The beginning is spectacular. Darling with her disjointed sentences offers distressing circumstances with extraordinary energy. After the initial fright at seeing the body of a woman hanging from a tree, the friends take her shoes to exchange them for bread. They run toward the village “laughing and laughing and laughing”. It is evident that when Bulawayo is not-so-controlling of her material and goes unscripted, she achieves brilliant results. When the NGO van with its aid disappears into the distance, the children pull out their new toy guns, and the lines read: “Let’s go and play war, and then we take off to run and kill each other with our brandnew guns from America”. Bulawayo’s chutzpah is commendable.
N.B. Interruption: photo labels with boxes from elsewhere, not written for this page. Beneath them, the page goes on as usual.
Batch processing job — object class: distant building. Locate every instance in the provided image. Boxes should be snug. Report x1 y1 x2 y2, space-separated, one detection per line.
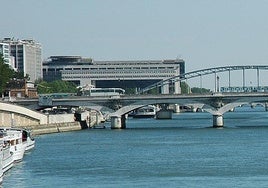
0 38 42 81
4 79 37 98
43 56 185 93
0 42 15 69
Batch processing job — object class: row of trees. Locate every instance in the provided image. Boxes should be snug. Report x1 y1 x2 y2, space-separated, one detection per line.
35 80 78 94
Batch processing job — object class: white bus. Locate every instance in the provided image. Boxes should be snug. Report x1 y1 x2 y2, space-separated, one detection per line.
82 88 125 97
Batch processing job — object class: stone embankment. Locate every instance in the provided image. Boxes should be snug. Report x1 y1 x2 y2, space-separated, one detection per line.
27 121 82 135
26 111 103 135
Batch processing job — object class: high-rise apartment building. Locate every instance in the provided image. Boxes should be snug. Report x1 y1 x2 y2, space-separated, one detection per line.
0 42 15 69
0 38 42 81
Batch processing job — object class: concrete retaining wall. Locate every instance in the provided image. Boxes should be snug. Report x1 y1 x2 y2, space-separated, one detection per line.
48 114 74 124
27 122 82 135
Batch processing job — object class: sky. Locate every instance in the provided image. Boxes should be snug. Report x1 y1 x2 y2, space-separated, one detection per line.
0 0 268 89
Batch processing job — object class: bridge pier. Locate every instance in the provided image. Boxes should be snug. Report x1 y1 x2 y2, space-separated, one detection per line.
111 115 126 129
213 114 223 128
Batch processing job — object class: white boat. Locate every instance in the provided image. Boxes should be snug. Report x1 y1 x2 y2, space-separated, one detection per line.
1 128 27 162
0 127 35 151
0 138 4 184
132 105 156 118
2 141 14 173
21 129 35 151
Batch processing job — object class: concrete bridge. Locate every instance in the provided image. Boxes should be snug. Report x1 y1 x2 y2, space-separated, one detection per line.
9 93 268 128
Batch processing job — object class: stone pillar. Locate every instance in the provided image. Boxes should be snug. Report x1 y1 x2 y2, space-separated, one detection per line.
111 116 122 129
213 115 223 128
156 110 172 119
121 115 126 129
161 81 169 94
174 104 181 113
111 115 126 129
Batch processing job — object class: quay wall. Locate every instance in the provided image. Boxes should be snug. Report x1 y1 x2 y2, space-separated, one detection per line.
27 121 82 135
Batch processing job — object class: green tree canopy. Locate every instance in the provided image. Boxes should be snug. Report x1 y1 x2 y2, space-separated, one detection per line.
36 80 77 94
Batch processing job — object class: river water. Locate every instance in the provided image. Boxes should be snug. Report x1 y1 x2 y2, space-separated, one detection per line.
2 107 268 188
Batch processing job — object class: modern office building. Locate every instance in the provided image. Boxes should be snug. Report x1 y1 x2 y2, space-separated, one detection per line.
43 56 185 93
0 38 42 81
0 42 15 69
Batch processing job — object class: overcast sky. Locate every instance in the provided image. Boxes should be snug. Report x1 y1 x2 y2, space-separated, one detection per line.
0 0 268 88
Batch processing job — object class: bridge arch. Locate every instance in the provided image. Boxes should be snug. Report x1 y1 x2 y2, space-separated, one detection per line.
139 65 268 94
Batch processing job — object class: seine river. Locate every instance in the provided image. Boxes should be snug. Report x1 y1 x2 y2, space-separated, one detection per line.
2 107 268 188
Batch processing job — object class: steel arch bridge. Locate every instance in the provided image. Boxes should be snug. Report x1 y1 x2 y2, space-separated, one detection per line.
139 65 268 94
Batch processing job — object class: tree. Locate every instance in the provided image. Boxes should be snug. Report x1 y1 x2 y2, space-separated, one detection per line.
0 54 14 93
36 80 77 94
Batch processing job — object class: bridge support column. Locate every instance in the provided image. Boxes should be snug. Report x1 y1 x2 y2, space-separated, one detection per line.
174 104 181 113
213 114 223 128
111 115 126 129
161 82 169 94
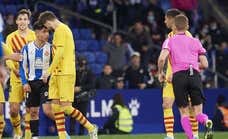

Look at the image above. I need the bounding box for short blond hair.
[174,14,189,30]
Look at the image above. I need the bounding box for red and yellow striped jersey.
[166,31,192,77]
[6,29,36,82]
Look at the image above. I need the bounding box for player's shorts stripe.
[21,37,27,44]
[56,122,65,126]
[165,121,174,124]
[70,109,76,116]
[164,117,174,120]
[55,112,64,116]
[14,35,23,49]
[55,117,65,121]
[58,128,66,132]
[11,38,19,52]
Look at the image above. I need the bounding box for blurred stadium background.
[0,0,228,139]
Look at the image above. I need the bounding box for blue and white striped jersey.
[20,41,52,85]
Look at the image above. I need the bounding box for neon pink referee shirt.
[162,33,206,73]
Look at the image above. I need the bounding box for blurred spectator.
[0,13,4,33]
[2,13,17,40]
[171,0,198,28]
[99,93,133,134]
[125,52,149,89]
[116,77,124,90]
[70,57,95,135]
[213,95,228,131]
[216,42,228,87]
[103,33,132,74]
[128,21,153,53]
[129,21,157,65]
[96,65,115,89]
[147,62,160,88]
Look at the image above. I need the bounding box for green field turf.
[3,132,228,139]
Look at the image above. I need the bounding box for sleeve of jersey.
[19,46,28,85]
[196,39,206,55]
[2,42,13,56]
[5,37,16,70]
[47,30,66,74]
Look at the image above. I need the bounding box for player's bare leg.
[42,103,55,120]
[10,102,22,139]
[55,102,98,139]
[162,97,174,139]
[25,107,32,139]
[189,100,199,139]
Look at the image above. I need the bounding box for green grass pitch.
[3,132,228,139]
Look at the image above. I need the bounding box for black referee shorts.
[172,70,205,107]
[26,80,49,107]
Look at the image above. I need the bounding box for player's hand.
[13,70,20,77]
[42,74,49,83]
[4,53,22,61]
[167,74,173,83]
[158,72,165,83]
[74,86,81,93]
[23,83,31,93]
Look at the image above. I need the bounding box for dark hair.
[39,11,57,24]
[112,93,124,107]
[165,9,183,17]
[16,9,32,19]
[174,14,188,31]
[33,21,46,30]
[113,32,124,39]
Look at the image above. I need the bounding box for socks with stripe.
[52,104,66,139]
[25,112,32,139]
[10,114,22,135]
[181,116,193,139]
[30,120,39,137]
[164,109,174,137]
[190,116,199,136]
[0,115,5,138]
[196,113,208,125]
[63,106,94,132]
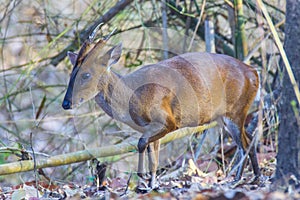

But then she does it a tad too much (the obese Chinese contractor “chingchongs ching-chongs”). The initial feeling of inexactitude and innocent observations turn into an ill-handled vendetta to put all of the Global North’s carnage into subsequent chapters. New Names becomes an exercise in expansion of her Caine prize-winning short-story Hitting Budapest. It appears that to write No Names, Bulawayo sat uncomfortably in her Cornell dormitory and opened the Africa section of the NYTimes. Then she cut all its headlines and pasted them all in a singular book. In its second-half, the pace slackens and Darling seems distant.

This has been one of my biggest concerns about writing coming out of the post-colonial Asian and African discourse. The news-bulletin-like use of the misfortunes becomes am alarmingly sore way of presenting any continent. It was my complaint with Adiga’s The White Tiger. Bulawayo’s selection in the Booker short-list has guaranteed her a lot of readers. But does the writing offer a fair representation of the realities of Zimbabwe and its people? Or is it a Caine-Booker “aesthetic of suffering”, as Helon Habila calls it, where the pathos is washed way in a sort of weary duplicity of the reality being represented? The latter half of New Names takes places in “Destroyed- Michygen” or Detroit, Michigan when the adamant motif of flight finally allows Darling to move to America, the land of “real” people. I had half-expected the teenage years of Darling to be redemptive, to have Darling beware of her irreconcilable alliance with urban America. However, the country that the ten-year-old Darling affectionately called “my America”, with its promises and freedom, is a long snow-covered winter. The immigrant experience described poignantly in many a diaspora novels has an outright flippancy in Bulawayo’s book. In a Los Angeles Review interview she says of Darling, “Her being a child with no strong ties to Zimbabwean culture meant she simply sneezed Zimbabwe out and inhaled America and kept it moving.” I believe Darling’s years in America are both illuminating and fatiguing. Her new life is an immersion into and disaffection with American culture. She works odd jobs, scores A’s at school, watches muted pornography with her friends “because when the real action starts we always like to be the soundtrack”. Bulawayo’s Darling feels congealed among self-deceptions and a disengaged nostalgia. In due course, the book is cut short and the denouement, the book’s saving grace, is a grim image of an unrecognisable homeland. Watching Darling grow up with resentment and awe, she is distanced even more from the Zimbabwe she left behind.

By the time I finished, it didn’t matter if it was any other African country. As if to prove my point, towards the end, a character wants to go hunt for the elephant that the Rwandan ambassador spoke of. Except he doesn’t know what country he’d find it in.